De lo mejor que he leído. Por si acaso, el autor no es el excelente columnista del domingo, sino su padre.
Tribuna
Sábado 19 de Enero de 2013
Contra el odio, tocino
Joaquín García-Huidobro Errázuriz
Consejero
Ayuda a la Iglesia que Sufre, Chile
Año 1947. Acabada la Segunda Guerra Mundial, Europa
presenta un aspecto desolador. El odio entre los pueblos es profundo. En
Vinkt, un pequeño poblado holandés, muchos hombres fueron asesinados
por los nazis. Era un pueblo de viudas y huérfanos. El rencor y tristeza
roían los espíritus.
Allí llegó a predicar un monje vestido de blanco.
Habló sobre el perdón, el amor a los enemigos y la necesidad de ayudar a
los vencidos. Alemania estaba asolada por el hambre y había que mandar
alimentos para evitar otra tragedia. En especial, pedía tocino, un
alimento rico en calorías y fácil de almacenar.
Algunas fieles abandonaron el templo con gestos de
molestia, otros comenzaron a murmurar: ¿No era, acaso, una locura enviar
alimentos a los que habían traído la desolación sobre ese pacífico
pueblo holandés? "Fue la alocución más difícil de mi vida", confesaría
años después el monje, quien comprendía el dolor y frustración, pero
tenía que predicar el Evangelio.
Al atardecer, una de las viudas llegó hasta la casa
donde se alojaba y le dijo: "Los nazis fusilaron a mi marido y a mi
hijo; pero le traigo del tocino con que sobrevivo en el invierno, para
los alemanes que hoy sufren". Al rato, llegó una vecina y otra, con más
tocino. Eran las mujeres del perdón. Reunieron un camión de tocino que
fue llevado a los alemanes vencidos y desplazados de sus tierras, a los
ex enemigos.
Es una de las historias de profunda humanidad de
Werenfried van Straaten, más conocido como "Padre Tocino", un monje
holandés nacido un 17 de enero de 1913, de modo que esta semana
conmemoramos su centenario.
Cuando finalizó la Segunda Guerra, entendió que otra
catástrofe golpearía a Europa si no se conseguía vencer el odio que la
gente albergaba en el corazón. Así, este hombre valiente y apasionado
recorrió la Europa de la posguerra predicando el perdón. No fue el
único, pues en otro terreno, Schuman, De Gasperi, Adenauer, Marshall y
otros grandes políticos de la época tuvieron la misma preocupación.

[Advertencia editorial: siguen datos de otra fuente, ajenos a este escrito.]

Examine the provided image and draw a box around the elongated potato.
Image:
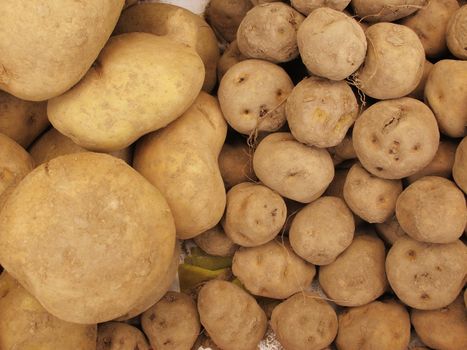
[47,32,204,152]
[133,92,227,239]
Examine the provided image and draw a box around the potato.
[271,292,337,350]
[452,137,467,193]
[237,2,305,63]
[141,292,200,350]
[253,132,334,203]
[218,60,293,135]
[195,225,238,256]
[425,60,467,137]
[336,300,410,350]
[222,182,287,247]
[411,296,467,350]
[198,280,267,350]
[96,322,149,350]
[319,234,387,306]
[285,76,358,148]
[386,237,467,310]
[115,3,219,92]
[289,197,355,265]
[0,91,49,147]
[232,240,316,299]
[297,7,367,80]
[396,176,467,243]
[0,0,124,101]
[353,23,425,100]
[344,164,402,223]
[352,97,439,179]
[0,153,175,324]
[29,128,132,166]
[446,4,467,60]
[0,271,96,350]
[47,32,204,152]
[133,92,227,239]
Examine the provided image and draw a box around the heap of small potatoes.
[0,0,467,350]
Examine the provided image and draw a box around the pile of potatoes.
[0,0,467,350]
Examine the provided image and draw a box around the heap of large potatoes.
[0,0,467,350]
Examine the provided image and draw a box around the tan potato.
[0,0,124,101]
[396,176,467,243]
[271,292,337,350]
[237,2,305,63]
[319,234,387,306]
[289,197,355,265]
[352,97,439,179]
[218,60,293,135]
[425,60,467,137]
[354,23,425,100]
[285,77,358,148]
[344,163,402,223]
[115,3,219,91]
[253,132,334,203]
[141,292,201,350]
[221,182,287,247]
[232,240,316,299]
[47,32,204,152]
[297,7,367,80]
[411,295,467,350]
[133,92,227,239]
[0,271,96,350]
[0,91,49,147]
[96,322,149,350]
[336,300,410,350]
[0,153,175,324]
[386,236,467,310]
[198,280,267,350]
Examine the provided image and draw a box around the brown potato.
[141,292,201,350]
[198,280,267,350]
[271,292,337,350]
[232,240,316,299]
[319,234,387,306]
[386,236,467,310]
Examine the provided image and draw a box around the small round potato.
[344,163,402,223]
[222,182,287,247]
[352,97,439,179]
[232,240,316,299]
[336,300,410,350]
[396,176,467,243]
[237,2,305,63]
[253,132,334,203]
[297,7,367,80]
[271,292,337,350]
[386,236,467,310]
[319,234,387,306]
[411,295,467,350]
[289,197,355,265]
[198,280,267,350]
[285,77,358,148]
[218,60,293,135]
[143,292,201,350]
[354,23,425,100]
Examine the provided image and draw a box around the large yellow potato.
[0,0,124,101]
[115,3,219,92]
[47,33,204,152]
[0,153,175,324]
[133,92,227,239]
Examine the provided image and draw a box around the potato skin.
[386,236,467,310]
[133,92,227,239]
[198,280,267,350]
[47,32,204,152]
[0,153,175,324]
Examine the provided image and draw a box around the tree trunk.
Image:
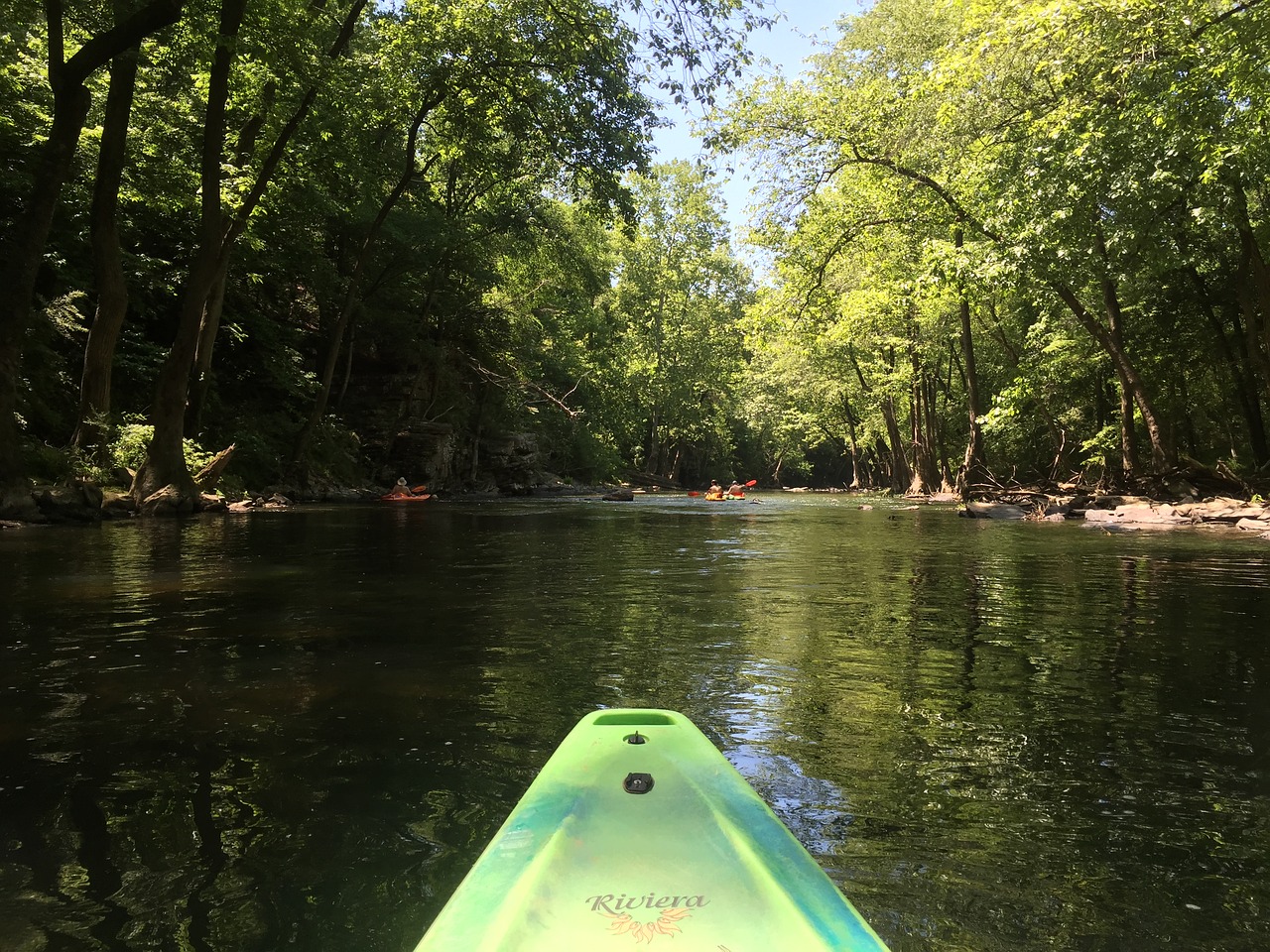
[291,92,444,470]
[132,0,246,504]
[186,260,228,436]
[140,0,368,502]
[1094,228,1138,480]
[953,227,987,500]
[0,0,183,498]
[71,13,139,462]
[1229,174,1270,423]
[1051,282,1178,470]
[881,394,913,493]
[1188,266,1270,467]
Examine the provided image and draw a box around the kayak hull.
[416,710,885,952]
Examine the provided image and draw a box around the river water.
[0,495,1270,952]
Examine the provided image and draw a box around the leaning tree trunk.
[71,21,139,462]
[132,0,368,502]
[1094,228,1138,480]
[953,226,988,500]
[132,0,246,504]
[0,0,183,509]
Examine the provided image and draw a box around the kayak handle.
[622,774,653,793]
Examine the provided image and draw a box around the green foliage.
[715,0,1270,479]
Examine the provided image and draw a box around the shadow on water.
[0,496,1270,952]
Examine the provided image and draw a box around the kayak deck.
[416,710,885,952]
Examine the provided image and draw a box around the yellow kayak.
[416,710,886,952]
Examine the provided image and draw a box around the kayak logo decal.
[586,892,710,942]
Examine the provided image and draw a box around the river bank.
[0,467,1270,539]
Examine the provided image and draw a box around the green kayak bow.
[416,710,886,952]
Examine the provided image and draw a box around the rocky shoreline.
[0,480,1270,540]
[965,494,1270,538]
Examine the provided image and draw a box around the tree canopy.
[0,0,1270,523]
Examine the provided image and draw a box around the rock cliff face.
[376,420,546,495]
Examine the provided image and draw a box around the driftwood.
[194,443,237,493]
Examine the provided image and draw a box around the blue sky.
[654,0,866,246]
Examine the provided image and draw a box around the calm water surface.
[0,495,1270,952]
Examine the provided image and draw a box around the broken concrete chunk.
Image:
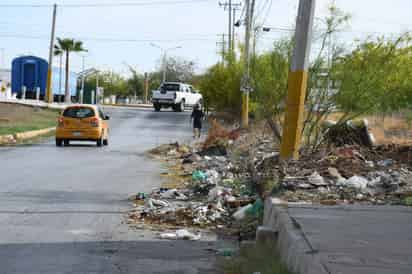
[308,171,328,187]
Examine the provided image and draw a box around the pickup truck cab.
[152,82,203,112]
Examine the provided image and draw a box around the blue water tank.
[11,56,48,98]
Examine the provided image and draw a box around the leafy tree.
[85,71,130,96]
[54,38,87,103]
[127,66,144,96]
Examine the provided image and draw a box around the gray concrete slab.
[265,199,412,274]
[0,108,223,274]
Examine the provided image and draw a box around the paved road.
[0,108,222,274]
[288,206,412,274]
[264,199,412,274]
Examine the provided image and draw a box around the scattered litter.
[159,229,201,241]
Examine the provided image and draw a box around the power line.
[0,33,216,43]
[0,0,211,8]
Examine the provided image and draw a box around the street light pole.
[150,43,182,83]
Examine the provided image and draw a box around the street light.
[150,43,182,83]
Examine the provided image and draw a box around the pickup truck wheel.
[56,138,63,147]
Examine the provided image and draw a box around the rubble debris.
[132,122,412,239]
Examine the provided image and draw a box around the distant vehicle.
[56,105,110,147]
[152,82,203,112]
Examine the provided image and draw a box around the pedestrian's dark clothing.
[192,109,204,129]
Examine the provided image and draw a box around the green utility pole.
[46,4,57,104]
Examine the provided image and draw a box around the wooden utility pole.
[231,3,242,51]
[216,33,226,65]
[280,0,316,160]
[240,0,254,128]
[144,72,149,104]
[46,4,57,104]
[219,0,241,52]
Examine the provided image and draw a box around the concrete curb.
[256,198,328,274]
[0,127,56,145]
[0,134,16,145]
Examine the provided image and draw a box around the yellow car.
[56,105,110,147]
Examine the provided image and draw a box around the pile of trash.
[129,137,263,240]
[272,146,412,205]
[129,120,412,240]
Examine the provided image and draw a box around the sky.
[0,0,412,74]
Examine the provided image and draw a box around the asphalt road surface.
[0,108,225,274]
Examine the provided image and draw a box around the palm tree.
[54,38,87,103]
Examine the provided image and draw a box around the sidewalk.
[258,199,412,274]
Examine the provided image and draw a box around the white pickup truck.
[152,82,203,111]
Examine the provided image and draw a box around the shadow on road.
[0,240,221,274]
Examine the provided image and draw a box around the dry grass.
[0,103,58,135]
[329,113,412,145]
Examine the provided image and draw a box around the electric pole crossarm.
[46,4,57,103]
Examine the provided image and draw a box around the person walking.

Así, la iniciativa de Werenfried van Straaten de
reunir en Holanda y Bélgica alimentos y ropa para la población
necesitada alemana, no fue una acción puramente humanitaria, sino una
contribución fundamental a la reconciliación entre los pueblos. Predicó
el amor al enemigo en iglesias, bares y plazas, hasta que Europa llegó a
ser un continente pacificado. En 2002, Romano Prodi, por entonces
presidente de la Comisión Europea, lo calificó de "ángel de la paz".
Hoy, Europa tiene muchos problemas económicos, pero no
está presa por el odio; ni en sus muros ni en sus corazones se escribe
la consigna "Ni perdón ni olvido". En medio de enormes dificultades,
Europa sigue mirando al futuro.
Este monje, con gran sabiduría, nos enseñó que, si
bien la verdad y la justicia son indispensables, no son suficientes para
encontrar la reconciliación. Ella se basa en el perdón, personal,
unilateral, independiente del perdón del otro, como expresión moral de
la más sublime humanidad. La viuda que entrega su alimento en Vinkt
muestra a las alturas que puede llegar el ser humano que se abre a la
aventura del perdón.
Nunca el hombre será más genuinamente hombre que
cuando perdona. Con optimismo, Werenfried nos enseñó que "el hombre es
mejor de lo que pensamos... y Dios también".
Fundador de "Ayuda a la Iglesia que Sufre", recorrió
el mundo con su sombrero de mendigo, primero a favor de Europa y luego
de las personas perseguidas por su fe. En 56 años de labor reunió más de
US$ 3.600 millones para asistir a los perseguidos y necesitados en 143
países. Una suma impresionante, pero muy pequeña si se la compara con lo
que significó el gesto de esos belgas y holandeses que estuvieron
dispuestos a desprenderse de su tocino.